Long-term benefits of GST remain intact; investors would do well to see the correction as opportunity to add stock to portfolio
The government made an announcement last week regarding a revision to cess rates for tobacco products. The new GST structure was slightly intriguing, as it lowered the total incidence of taxation on cigarettes significantly, leading to a windfall gain for cigarette companies in general, with ITC in particular standing to make significant gains. Our calculations suggested that companies would have needed to cut prices by an average 6% to pass on the benefit to consumers. This would have possibly been one of the steepest price reductions in cigarettes in more than a decade. The government on July 17 made an announcement that it would revise the cess to correct this anomaly and increased the fixed component of the cess by 27-30% across various stick lengths. However, the ad-valorem component of the cess has been left untouched at 5% for all stick lengths except King-sized, which has been increased to 36%.
Our assessment shows that this tax hike should be neutral to marginally negative. The intent of the government clearly seems to be to correct the anomaly rather than to penalise the sector. The pre-GST effective taxation on cigarettes was around 65% (including VAT, excise duty and cascading taxation), which has now been revised upwards by 10%. Our assessment is that an average 5% price hike would be required to offset the impact.
The long term benefits of GST remain intact
One of the biggest issues was value-added tax (VAT) levied by states. Not only was the rate of taxation different but so was the frequency of the changes. Some states such as UP and Rajasthan have made multiple changes in VAT rates in a single year, making pricing decisions and uniformity difficult. With GST now coming in and a single tax rate being levied, this issue has been resolved. In addition to VAT, some regions (such as Mumbai city) used to levy local taxes well; these are now subsumed under GST. Moreover, the current GST structure is beneficial to ITC, in our view, as the fixed duty per stick (differentiated on the basis of stick length) has been retained. This means that pricing leverage will continue and the company can continue to move volumes from larger cigarettes to the 64 mm segment to increase volumes and maintain margins at the same time.
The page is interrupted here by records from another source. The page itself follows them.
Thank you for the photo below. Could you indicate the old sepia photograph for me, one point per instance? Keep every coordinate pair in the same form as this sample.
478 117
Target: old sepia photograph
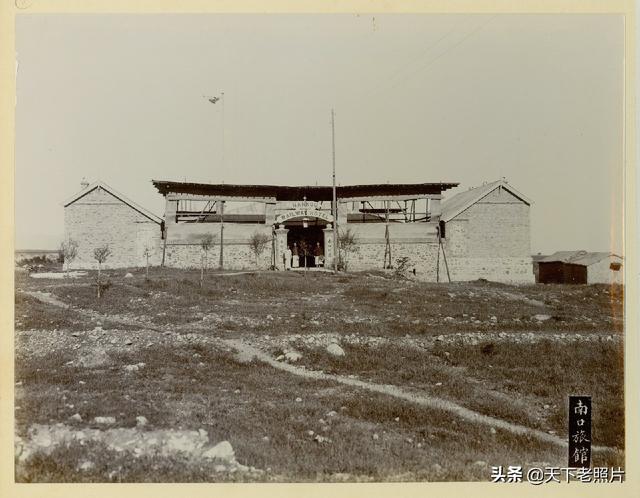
321 248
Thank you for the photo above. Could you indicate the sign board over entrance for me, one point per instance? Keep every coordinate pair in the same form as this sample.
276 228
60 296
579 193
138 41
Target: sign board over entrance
301 205
304 213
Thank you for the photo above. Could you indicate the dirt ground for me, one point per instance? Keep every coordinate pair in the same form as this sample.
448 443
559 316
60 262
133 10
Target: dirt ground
284 377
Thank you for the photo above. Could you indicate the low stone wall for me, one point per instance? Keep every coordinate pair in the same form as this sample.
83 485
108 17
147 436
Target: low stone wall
236 257
422 257
507 270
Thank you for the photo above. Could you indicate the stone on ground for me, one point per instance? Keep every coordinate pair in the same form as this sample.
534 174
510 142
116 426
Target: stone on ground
292 356
335 350
221 451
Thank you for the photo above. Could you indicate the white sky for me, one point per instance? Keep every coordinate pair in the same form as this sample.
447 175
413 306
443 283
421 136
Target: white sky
418 98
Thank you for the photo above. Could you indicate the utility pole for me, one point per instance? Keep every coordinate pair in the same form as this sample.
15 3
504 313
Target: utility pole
334 204
220 203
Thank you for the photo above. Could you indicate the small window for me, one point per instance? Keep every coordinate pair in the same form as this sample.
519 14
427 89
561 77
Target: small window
442 230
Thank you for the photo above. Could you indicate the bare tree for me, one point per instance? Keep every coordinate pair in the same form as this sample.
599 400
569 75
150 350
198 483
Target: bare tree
205 245
69 251
101 254
347 244
258 243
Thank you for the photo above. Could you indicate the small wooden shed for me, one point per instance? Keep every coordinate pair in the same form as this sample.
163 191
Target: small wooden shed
580 267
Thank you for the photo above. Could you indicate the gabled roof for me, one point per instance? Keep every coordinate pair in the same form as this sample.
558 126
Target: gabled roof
582 258
294 193
464 200
117 195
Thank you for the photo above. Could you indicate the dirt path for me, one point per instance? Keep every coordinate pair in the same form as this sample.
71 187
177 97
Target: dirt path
424 400
247 352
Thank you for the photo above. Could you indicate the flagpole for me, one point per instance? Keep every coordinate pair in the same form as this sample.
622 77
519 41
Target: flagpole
334 205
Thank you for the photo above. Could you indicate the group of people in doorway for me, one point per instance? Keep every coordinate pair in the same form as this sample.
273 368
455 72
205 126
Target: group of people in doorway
297 257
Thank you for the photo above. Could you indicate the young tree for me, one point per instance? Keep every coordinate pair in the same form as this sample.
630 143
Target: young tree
205 244
101 254
258 243
347 244
69 251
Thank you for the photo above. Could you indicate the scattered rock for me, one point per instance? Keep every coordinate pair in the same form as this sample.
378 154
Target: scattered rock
86 465
221 451
335 350
95 358
105 420
133 368
292 356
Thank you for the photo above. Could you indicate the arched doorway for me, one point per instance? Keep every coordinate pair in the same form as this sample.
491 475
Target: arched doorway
306 238
307 232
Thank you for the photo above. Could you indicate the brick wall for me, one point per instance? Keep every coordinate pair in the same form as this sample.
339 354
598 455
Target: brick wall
99 218
184 246
601 272
416 241
491 240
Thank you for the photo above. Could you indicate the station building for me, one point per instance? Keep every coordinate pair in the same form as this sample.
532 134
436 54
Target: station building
479 233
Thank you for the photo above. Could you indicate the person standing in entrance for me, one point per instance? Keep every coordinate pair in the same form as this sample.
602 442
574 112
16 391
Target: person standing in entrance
317 253
287 258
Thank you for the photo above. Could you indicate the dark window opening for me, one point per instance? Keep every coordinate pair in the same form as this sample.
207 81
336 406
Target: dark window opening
441 227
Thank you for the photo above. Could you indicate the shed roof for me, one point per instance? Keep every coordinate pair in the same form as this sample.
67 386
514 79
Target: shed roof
293 193
121 197
462 201
582 258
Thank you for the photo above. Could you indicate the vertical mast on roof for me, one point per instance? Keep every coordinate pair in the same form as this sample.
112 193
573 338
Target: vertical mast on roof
334 205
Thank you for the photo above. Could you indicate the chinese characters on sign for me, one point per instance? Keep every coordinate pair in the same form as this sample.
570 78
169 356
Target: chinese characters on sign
546 475
580 431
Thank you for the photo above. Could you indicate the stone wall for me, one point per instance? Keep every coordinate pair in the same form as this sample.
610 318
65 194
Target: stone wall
416 241
601 272
491 240
184 249
99 218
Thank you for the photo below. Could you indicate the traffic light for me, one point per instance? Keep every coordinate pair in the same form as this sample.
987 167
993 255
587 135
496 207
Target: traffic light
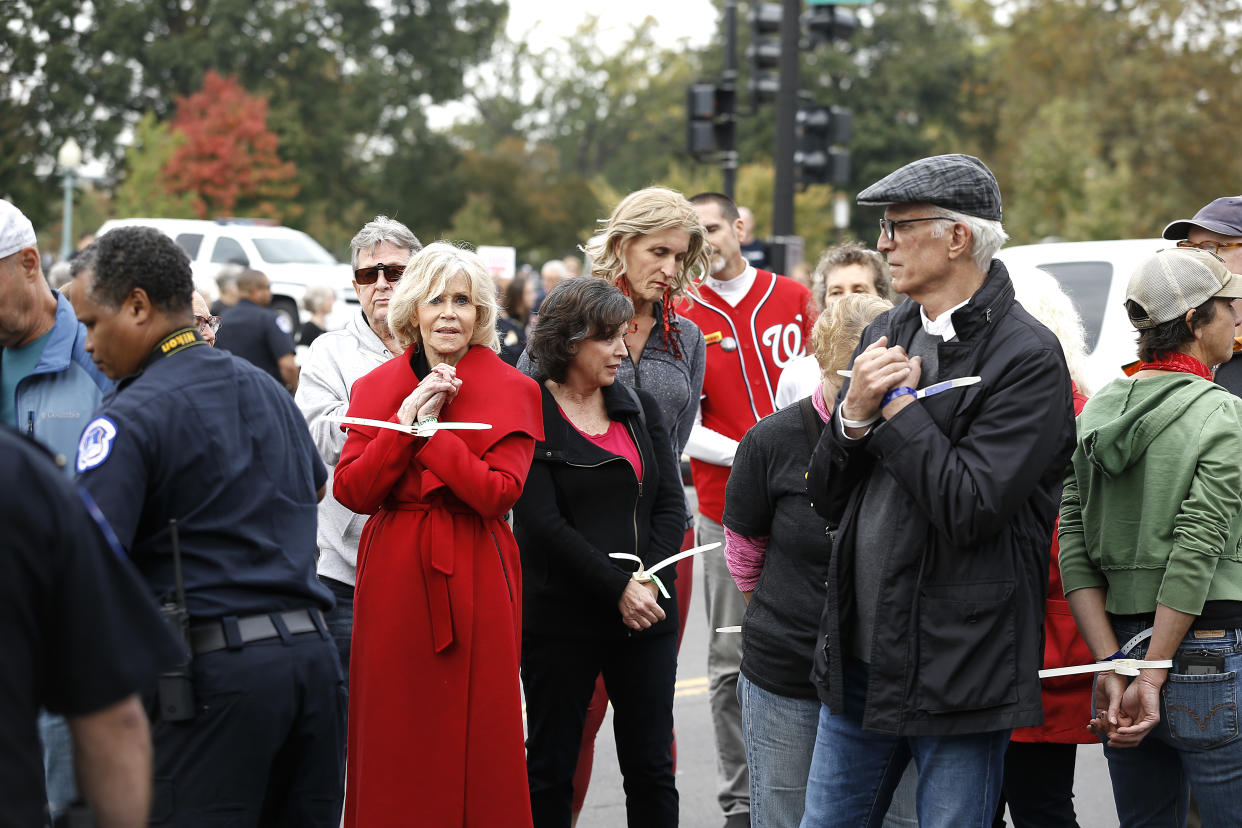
826 24
709 119
820 157
764 51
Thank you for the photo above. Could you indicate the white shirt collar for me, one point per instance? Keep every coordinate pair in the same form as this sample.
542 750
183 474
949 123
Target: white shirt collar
737 288
943 324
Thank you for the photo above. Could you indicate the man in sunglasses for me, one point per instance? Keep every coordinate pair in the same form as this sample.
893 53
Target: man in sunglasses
1217 229
335 360
940 509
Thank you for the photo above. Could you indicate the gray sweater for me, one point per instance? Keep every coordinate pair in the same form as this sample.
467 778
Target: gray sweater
334 363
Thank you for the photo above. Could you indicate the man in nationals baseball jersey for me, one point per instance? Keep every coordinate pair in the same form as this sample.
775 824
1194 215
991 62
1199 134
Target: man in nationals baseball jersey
754 323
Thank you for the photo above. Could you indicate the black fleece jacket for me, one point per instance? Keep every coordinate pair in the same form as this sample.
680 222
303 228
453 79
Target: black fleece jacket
580 504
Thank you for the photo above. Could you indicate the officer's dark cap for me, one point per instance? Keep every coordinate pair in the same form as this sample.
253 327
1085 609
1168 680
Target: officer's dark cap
956 181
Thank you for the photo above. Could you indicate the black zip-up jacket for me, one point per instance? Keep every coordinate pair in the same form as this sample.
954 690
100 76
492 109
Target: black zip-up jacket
580 504
959 626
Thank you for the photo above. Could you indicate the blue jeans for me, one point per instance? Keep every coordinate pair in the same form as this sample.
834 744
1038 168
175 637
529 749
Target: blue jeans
780 739
1194 747
57 761
855 772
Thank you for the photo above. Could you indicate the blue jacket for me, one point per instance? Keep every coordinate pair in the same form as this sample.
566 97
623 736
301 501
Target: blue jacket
55 402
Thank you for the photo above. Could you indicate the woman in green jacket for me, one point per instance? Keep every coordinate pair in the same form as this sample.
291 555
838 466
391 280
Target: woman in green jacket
1150 523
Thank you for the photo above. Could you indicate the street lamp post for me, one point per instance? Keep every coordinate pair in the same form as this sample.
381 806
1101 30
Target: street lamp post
70 158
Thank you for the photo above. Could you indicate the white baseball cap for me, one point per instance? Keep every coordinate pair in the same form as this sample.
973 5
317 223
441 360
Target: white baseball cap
15 230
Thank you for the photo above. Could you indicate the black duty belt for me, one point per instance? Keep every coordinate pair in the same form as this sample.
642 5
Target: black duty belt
236 632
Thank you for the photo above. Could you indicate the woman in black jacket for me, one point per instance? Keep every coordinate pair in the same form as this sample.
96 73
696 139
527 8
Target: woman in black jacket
602 483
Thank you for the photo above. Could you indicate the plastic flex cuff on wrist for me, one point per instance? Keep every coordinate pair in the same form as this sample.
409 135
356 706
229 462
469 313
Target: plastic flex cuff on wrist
1119 666
901 391
857 423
Another key benefit, which will be relevant to almost all consumer companies, is that unlike earlier, ITC will now have a tax set-off for all the services it employs. This will be positive for margins, in our opinion. While the news is a negative for the company and will require some restrategising on the pricing front, we believe that the long-term story remains intact. We maintain our Buy rating and would advise investors to use the correction as an opportunity to add the stock to their portfolio. Our SOTP-based Rs 389 target price implies 20% potential upside. The shares currently trade at a P/E multiple of 26.7x on our FY19F EPS of Rs 12.19.